Let the digits (from right to left) of B be b0, b1, b2 ... bn.

A = b0 + b1 + b2 + ... + bn. B = b0 + b1(10) + b2(10)^2 + ... + bn(10)^n

So B - A = b1(9) + b2(99) + ... bn(999...) = 0 (mod 9)

Since B - A = 0 (mod 9), A = B (mod 9) (which is trivially true yet useful)

So 16^16 = A = B = C (mod 9), which gives us much information.

16^16 = 2^64 = (2^60) x (2^4) = (2^6)^10 x (2^4)

2^6 = 64 = 1 (mod 9) so 16^16 = 2^4 (mod 9)

C = 7 (mod 9) (i.e. C = 7 + 9K for some K >= 0)

Now we seek an upper bound on C by first seeking upper bounds for A and B.

I asked people not to use logarithms to estimate 16^16. If one ignores that,

knowing log 2 ~ 0.301, one could estimate 16^16=2^64 as around 10^19

so 16^16 would have at most 20 digits and A <= 20 x 9 = 180.

(This is a 'brute-force' approach similar to the one that you used.)
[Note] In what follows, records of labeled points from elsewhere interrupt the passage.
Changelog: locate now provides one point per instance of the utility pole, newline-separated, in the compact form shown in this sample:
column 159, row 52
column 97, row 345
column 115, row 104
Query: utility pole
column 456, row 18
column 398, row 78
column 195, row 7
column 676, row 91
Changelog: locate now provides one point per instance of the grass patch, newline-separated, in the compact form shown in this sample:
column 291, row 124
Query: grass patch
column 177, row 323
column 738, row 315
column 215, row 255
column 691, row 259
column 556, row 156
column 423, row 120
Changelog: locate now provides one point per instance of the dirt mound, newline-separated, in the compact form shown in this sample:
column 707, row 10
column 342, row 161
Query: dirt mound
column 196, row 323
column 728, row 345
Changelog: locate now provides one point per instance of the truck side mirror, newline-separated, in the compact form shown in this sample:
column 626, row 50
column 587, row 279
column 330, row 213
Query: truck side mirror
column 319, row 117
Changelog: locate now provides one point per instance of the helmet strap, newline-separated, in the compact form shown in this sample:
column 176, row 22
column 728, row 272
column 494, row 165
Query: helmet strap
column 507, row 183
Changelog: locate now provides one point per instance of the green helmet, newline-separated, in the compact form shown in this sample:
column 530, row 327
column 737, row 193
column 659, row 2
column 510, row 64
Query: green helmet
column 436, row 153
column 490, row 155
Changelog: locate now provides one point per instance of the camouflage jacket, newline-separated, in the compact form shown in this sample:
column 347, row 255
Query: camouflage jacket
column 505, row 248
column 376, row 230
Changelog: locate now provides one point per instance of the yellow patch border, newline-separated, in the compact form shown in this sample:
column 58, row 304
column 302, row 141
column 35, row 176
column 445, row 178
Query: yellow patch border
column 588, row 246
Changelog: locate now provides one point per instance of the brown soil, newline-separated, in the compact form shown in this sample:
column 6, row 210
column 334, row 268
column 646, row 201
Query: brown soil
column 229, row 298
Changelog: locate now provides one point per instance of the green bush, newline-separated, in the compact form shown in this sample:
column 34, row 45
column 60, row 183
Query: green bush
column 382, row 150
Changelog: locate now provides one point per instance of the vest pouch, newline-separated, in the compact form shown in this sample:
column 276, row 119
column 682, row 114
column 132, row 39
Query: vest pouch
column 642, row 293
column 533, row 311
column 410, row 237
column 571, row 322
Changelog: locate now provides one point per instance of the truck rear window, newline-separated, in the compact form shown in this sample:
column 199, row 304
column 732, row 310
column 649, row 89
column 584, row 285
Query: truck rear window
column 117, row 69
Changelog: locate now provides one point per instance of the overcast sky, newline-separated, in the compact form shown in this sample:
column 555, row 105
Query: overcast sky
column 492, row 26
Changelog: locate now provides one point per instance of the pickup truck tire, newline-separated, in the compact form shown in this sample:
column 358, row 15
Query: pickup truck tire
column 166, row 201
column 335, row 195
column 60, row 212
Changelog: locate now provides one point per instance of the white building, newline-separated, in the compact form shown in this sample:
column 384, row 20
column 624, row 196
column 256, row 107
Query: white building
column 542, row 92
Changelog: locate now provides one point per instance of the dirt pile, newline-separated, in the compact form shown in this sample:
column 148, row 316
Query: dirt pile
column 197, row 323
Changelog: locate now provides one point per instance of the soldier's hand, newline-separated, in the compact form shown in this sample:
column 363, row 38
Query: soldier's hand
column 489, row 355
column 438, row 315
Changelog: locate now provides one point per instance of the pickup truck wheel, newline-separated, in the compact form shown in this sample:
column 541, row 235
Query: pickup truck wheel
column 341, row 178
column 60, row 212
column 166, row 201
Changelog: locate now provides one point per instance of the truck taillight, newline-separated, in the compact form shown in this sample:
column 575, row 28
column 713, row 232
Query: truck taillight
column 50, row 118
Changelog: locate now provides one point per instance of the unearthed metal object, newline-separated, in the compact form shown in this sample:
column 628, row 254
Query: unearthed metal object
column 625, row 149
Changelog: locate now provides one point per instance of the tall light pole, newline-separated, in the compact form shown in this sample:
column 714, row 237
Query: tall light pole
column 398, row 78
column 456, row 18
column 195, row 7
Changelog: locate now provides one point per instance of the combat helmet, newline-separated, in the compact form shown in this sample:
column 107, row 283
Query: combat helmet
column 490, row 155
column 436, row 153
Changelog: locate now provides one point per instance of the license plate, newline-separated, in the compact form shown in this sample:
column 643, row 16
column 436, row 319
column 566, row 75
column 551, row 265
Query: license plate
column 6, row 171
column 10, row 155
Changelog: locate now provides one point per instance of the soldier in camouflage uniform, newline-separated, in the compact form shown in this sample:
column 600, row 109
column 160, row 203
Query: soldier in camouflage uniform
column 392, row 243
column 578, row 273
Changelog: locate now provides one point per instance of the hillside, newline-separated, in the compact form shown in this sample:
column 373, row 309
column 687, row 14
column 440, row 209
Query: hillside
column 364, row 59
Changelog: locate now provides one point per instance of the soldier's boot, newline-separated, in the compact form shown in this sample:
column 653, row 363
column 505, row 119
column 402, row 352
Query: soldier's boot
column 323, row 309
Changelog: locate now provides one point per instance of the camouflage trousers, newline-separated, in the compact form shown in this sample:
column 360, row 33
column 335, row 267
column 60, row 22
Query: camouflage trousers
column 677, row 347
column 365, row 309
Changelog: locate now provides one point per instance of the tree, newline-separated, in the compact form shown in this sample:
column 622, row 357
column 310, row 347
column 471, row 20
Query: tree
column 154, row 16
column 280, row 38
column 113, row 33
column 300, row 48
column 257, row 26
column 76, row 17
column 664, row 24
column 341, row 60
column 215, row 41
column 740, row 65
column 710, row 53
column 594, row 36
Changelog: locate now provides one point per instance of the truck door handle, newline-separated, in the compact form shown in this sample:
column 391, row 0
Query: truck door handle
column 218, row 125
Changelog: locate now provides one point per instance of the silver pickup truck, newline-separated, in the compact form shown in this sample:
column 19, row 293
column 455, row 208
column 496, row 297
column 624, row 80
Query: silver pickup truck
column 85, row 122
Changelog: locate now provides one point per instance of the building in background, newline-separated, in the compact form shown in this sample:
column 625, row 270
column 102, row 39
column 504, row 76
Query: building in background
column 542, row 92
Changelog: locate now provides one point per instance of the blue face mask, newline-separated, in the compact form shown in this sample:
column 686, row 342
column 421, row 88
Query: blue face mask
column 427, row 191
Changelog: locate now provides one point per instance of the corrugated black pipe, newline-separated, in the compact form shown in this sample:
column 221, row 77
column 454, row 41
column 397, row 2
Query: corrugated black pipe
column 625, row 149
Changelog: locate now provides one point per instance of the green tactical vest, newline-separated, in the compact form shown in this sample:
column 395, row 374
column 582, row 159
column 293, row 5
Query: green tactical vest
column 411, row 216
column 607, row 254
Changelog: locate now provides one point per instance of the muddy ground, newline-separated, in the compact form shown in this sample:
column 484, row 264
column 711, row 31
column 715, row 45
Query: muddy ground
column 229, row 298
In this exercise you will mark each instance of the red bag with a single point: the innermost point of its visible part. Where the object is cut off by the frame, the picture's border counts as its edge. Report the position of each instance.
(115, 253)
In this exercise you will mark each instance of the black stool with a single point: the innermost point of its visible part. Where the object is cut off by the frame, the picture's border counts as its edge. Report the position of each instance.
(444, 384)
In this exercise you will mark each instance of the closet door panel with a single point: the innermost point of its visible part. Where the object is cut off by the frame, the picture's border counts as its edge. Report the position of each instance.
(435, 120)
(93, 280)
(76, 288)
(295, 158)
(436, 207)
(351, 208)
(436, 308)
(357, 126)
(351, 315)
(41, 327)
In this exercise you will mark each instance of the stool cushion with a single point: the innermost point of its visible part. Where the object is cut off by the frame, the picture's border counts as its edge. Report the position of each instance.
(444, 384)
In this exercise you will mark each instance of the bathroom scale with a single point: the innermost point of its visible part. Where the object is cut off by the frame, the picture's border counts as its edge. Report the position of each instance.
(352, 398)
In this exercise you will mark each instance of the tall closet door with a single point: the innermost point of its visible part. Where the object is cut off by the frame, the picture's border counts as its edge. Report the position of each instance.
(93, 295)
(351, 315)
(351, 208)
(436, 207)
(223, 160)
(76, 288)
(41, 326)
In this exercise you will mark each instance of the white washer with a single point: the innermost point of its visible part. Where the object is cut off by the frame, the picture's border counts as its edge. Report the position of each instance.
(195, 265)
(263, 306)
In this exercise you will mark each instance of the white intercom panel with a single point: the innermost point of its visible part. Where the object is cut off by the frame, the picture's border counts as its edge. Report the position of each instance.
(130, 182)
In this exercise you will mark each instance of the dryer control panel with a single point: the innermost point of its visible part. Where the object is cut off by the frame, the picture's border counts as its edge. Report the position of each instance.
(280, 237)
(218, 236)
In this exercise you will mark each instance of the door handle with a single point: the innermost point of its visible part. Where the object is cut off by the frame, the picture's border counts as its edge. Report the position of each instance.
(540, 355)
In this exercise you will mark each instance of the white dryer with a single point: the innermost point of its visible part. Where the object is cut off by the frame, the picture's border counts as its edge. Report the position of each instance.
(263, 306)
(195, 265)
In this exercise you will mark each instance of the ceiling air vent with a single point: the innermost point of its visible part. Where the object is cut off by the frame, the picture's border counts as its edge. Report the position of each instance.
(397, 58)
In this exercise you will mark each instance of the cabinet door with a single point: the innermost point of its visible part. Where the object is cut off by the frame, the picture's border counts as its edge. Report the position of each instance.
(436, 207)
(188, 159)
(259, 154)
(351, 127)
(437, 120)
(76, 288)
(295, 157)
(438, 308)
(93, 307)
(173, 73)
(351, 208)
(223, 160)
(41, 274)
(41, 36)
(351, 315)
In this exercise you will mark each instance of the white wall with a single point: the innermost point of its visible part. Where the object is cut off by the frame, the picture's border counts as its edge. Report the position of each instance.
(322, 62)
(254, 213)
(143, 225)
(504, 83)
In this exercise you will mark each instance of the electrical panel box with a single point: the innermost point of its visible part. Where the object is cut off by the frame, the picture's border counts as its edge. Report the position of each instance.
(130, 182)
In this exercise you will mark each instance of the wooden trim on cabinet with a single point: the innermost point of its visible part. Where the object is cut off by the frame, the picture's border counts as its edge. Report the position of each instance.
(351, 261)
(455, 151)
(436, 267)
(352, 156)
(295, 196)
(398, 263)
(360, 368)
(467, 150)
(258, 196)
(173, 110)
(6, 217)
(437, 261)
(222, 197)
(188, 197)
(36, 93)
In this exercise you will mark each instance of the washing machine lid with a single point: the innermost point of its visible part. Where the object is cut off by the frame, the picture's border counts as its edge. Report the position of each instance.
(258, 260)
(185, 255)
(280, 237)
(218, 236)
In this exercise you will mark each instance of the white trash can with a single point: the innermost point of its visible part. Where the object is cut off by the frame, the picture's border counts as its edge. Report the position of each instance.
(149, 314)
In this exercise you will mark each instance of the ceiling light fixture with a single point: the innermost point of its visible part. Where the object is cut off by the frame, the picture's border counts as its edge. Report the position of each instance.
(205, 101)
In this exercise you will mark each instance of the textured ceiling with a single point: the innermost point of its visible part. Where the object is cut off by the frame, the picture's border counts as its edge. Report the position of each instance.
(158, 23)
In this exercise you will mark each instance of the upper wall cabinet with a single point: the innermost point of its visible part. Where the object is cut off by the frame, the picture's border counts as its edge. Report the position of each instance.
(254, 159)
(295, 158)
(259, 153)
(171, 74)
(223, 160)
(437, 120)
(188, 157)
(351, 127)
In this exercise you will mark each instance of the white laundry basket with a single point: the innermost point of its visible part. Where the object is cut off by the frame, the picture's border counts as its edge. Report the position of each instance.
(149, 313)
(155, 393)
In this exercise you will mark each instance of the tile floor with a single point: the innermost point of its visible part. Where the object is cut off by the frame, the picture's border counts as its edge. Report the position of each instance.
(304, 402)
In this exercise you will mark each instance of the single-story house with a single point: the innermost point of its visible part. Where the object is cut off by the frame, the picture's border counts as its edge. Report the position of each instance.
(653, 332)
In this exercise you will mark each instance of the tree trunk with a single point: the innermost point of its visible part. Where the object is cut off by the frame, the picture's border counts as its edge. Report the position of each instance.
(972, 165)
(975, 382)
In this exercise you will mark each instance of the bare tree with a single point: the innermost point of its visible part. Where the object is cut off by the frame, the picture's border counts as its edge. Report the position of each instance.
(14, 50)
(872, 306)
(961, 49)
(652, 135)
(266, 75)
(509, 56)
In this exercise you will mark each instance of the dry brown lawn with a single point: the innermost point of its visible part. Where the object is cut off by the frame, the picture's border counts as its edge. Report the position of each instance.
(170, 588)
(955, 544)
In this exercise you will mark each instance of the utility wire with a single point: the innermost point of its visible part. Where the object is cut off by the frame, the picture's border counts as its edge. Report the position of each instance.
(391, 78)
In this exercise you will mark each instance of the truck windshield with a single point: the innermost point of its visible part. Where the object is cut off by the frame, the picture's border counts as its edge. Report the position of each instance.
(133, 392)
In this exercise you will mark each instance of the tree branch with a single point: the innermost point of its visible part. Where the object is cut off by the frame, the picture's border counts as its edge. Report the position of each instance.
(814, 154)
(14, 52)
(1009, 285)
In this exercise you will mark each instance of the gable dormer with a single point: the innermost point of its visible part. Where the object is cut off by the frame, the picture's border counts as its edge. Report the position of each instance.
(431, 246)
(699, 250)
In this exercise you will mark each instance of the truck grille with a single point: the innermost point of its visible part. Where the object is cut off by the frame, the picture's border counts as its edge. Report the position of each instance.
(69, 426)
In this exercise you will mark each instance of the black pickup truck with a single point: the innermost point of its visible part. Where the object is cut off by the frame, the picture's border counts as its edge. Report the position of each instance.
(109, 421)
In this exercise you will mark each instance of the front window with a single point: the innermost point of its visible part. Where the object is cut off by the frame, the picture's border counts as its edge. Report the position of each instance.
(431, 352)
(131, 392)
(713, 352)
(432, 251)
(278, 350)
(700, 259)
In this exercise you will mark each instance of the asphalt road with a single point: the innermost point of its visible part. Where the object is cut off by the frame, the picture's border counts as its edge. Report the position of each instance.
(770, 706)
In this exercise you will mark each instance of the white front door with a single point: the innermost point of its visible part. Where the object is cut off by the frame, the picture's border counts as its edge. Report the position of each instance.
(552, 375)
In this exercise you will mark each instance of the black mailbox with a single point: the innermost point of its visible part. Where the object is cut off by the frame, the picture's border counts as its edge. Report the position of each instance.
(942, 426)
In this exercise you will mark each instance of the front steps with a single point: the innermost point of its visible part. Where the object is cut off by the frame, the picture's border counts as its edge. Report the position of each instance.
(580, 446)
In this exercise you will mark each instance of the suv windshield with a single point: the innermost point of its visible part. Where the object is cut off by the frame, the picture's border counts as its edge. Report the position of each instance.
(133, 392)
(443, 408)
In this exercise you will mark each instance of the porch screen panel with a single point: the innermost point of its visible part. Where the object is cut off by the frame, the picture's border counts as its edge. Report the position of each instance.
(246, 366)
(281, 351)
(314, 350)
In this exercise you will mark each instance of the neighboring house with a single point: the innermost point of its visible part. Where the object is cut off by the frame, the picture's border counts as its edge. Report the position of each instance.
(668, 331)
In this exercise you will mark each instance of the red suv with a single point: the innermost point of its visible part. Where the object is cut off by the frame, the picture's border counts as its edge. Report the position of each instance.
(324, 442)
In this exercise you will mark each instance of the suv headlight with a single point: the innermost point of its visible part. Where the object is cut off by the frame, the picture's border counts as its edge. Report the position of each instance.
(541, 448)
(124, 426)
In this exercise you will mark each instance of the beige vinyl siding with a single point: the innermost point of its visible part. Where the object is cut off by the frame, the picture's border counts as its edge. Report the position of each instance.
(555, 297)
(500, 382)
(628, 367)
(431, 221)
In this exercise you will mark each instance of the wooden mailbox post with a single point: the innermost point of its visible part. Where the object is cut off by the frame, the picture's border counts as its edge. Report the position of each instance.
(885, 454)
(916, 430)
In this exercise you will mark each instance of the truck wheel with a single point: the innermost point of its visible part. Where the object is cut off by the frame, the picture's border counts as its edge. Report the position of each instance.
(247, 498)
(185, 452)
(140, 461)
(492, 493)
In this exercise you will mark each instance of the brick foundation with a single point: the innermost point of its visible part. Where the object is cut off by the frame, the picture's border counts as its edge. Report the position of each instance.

Yet it's unnecessary to cut the cloth so fine. 16^16 < 100^16 = 10^32.

So 16^16 has at most 32 digits and A <= 32 x 9 = 288.

Then B <= 19 (e.g. in the case that A=199) and C <= 10.

C = 7 (mod 9), so C = 7. - 05 Nov '14 20:53 / 1 edit

"16^16 = 2^64 ~ 4E18 so the largest possible answer for the sum of digits is 19*9 = 171."*Originally posted by DeepThought***That was due to carelessness. I should have written 97 --> 9 + 7 = 16 --> 1 + 6 = 7. Earlier on I didn't realise that you wanted the digits resummed. Between my earlier semi-guess, which was empirical and now I know how to do the problem rigorously. First what I did earlier:**

number, sum of digits, iterated sum

1 : sum = 1 : iterated sum = 1

16 ...[text shortened]... swer is 7. My empirical formula for the sum of the digits of 16^16 (6N + 1) gives 97, 97%9 = 7.

--DeepThought

Your conclusion that 16^16 has at most 19 digits (= n x 10^18) is not quite correct.

16^16 has 20 digits (~ 1.8 x 10^19), so (without calculating the exact

value of 16^16) you cannot be certain that its digits' sum is <= 171.